Después de su muerte en 2003, pasaron a llamarse el Grupo Compay Segundo, y su hijo Salvador Repilado recogió el testigo con esta agrupación donde toca el contrabajo. En ella interpretan las canciones del maestro en las que mezclaba el folklore y el humor picaresco, como en El aguador, que consiguió arrancar no solo movimientos, sino también risas. El folklore cubano le debe -al igual que el español- (gran) parte de su riqueza a la música africana. De la conjunción de ambas a lo largo de los siglos, se obtuvieron los ritmos afrocubanos como puntos, sones, congas, habaneras, guaguancós, guajiras, guarachas, mambos o chachachás, que tan bien interpreta este conjunto. Si contamos con el añadido de la aportación de Santiago Auserón, la mezcla puede ser ecléctica a la par que homogénea, ya que su colaboración no fue una simple eventualidad porque colaboró con Compay hace años y es un estudioso de la música cubana.

El encargado de animar al público con su expresiva voz acompañada de sus maracas y su simpatía fue el cantante Hugo Garzón, quien nos hizo disfrutar, participar cantando y haciendo acompañamientos en algunas canciones. Otro de los que hicieron las delicias del público fue Félix Martínez con el armónico, del que consigue sacar un gran registro de sonoridades que abarcan desde el virtuosismo hasta una gran expresividad pasando por modificar su timbre tocándolo con un reloj. Este número consiguió una gran ovación por lo espectacular que resultó. Por su parte, los clarinetistas Haskell Armenteros, Rafael Inciarte Rodríguez y Rafael Inciarte Cordero me volvieron a transportar con algunos de sus solos a la época del jazz de Nueva Orleans de las primeras décadas del siglo XX. También he de reconocer que me quedé con los ritmos que marcaba Rafael Fournier que además fueron la base que hizo que nos moviéramos al ritmo de sus instrumentos, sobre todo cuando interpretaron La negra Tomasa. ¿Que si bailé con estas canciones? No lo duden.
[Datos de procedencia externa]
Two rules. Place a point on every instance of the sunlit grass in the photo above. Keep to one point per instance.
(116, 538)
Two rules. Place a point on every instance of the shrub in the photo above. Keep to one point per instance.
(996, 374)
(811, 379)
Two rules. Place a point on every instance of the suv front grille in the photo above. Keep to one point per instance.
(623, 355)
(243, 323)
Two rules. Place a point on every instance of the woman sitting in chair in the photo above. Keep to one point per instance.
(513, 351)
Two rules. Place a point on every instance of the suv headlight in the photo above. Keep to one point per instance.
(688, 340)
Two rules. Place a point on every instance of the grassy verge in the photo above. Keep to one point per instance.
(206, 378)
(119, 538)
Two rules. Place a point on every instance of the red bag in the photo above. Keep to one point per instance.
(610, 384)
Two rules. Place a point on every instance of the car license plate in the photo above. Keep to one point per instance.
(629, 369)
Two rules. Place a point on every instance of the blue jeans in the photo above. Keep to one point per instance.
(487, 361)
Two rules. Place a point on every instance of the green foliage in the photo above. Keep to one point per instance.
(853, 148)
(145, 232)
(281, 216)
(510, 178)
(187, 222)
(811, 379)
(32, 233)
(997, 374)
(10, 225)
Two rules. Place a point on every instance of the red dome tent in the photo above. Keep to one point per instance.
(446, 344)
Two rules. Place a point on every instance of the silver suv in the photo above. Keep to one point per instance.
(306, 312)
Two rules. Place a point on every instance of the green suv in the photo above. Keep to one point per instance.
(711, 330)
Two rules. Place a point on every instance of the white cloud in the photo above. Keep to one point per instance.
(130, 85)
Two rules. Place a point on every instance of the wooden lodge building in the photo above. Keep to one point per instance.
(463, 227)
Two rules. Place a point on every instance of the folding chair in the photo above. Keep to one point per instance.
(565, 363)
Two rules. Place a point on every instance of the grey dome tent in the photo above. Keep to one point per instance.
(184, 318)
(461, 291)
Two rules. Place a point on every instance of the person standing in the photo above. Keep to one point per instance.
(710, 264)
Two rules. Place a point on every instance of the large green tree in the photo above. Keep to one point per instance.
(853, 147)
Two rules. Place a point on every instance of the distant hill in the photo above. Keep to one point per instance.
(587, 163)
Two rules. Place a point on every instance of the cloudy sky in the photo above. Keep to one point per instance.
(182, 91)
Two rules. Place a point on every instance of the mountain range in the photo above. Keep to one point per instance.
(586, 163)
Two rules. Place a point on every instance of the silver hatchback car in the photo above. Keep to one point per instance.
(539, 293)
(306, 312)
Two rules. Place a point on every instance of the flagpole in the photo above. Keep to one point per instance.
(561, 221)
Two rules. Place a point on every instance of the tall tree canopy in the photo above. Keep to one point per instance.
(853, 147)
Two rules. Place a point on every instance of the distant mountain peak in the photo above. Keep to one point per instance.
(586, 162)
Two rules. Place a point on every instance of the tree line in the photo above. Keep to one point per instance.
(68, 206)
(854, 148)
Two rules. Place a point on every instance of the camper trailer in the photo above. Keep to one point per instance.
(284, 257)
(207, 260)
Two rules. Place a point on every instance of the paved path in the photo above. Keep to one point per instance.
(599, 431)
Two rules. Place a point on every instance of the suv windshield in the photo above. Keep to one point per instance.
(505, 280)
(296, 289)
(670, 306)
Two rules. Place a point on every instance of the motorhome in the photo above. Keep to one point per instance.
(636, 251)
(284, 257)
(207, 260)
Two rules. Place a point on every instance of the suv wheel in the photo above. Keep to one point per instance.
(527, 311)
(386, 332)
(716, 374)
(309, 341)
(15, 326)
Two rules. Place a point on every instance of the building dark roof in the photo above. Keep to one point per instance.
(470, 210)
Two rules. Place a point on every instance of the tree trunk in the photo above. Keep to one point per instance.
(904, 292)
Uno de los grandes señores del rock español, Santiago Auserón, me conquistó hace años cuando leí su libro El ritmo perdido, por lo que sabía que es un experto -entre otros temas- de la música cubana, de manera que tenía muchas ganas de escucharle interpretar esta música con este grupo. Él posee una voz con carácter y presencia hasta cuando habla y un dominio del escenario que parece que además sea actor. El empaste de las voces de los cantantes fue increíble y entre todos consiguieron hacernos gozar con un concierto memorable y consiguieron que el público les pidiera aún más. Nos regalaron como bis la conocida Guantanamera.

Todo el concierto fue un tributo al gran maestro cubano Compay Segundo en el que hubo buena música, anécdotas, humor, bailes y grandes intérpretes que cuentan con la complicidad entre ellos y con el público. Uno de los momentos más emotivos fue cuando interpretaron Chan chán, de la que quiero destacar -a modo de licencia personal- los versos del estribillo: «De Alto Cedro voy para Marcané / Llego a Cueto, voy para Mayarí».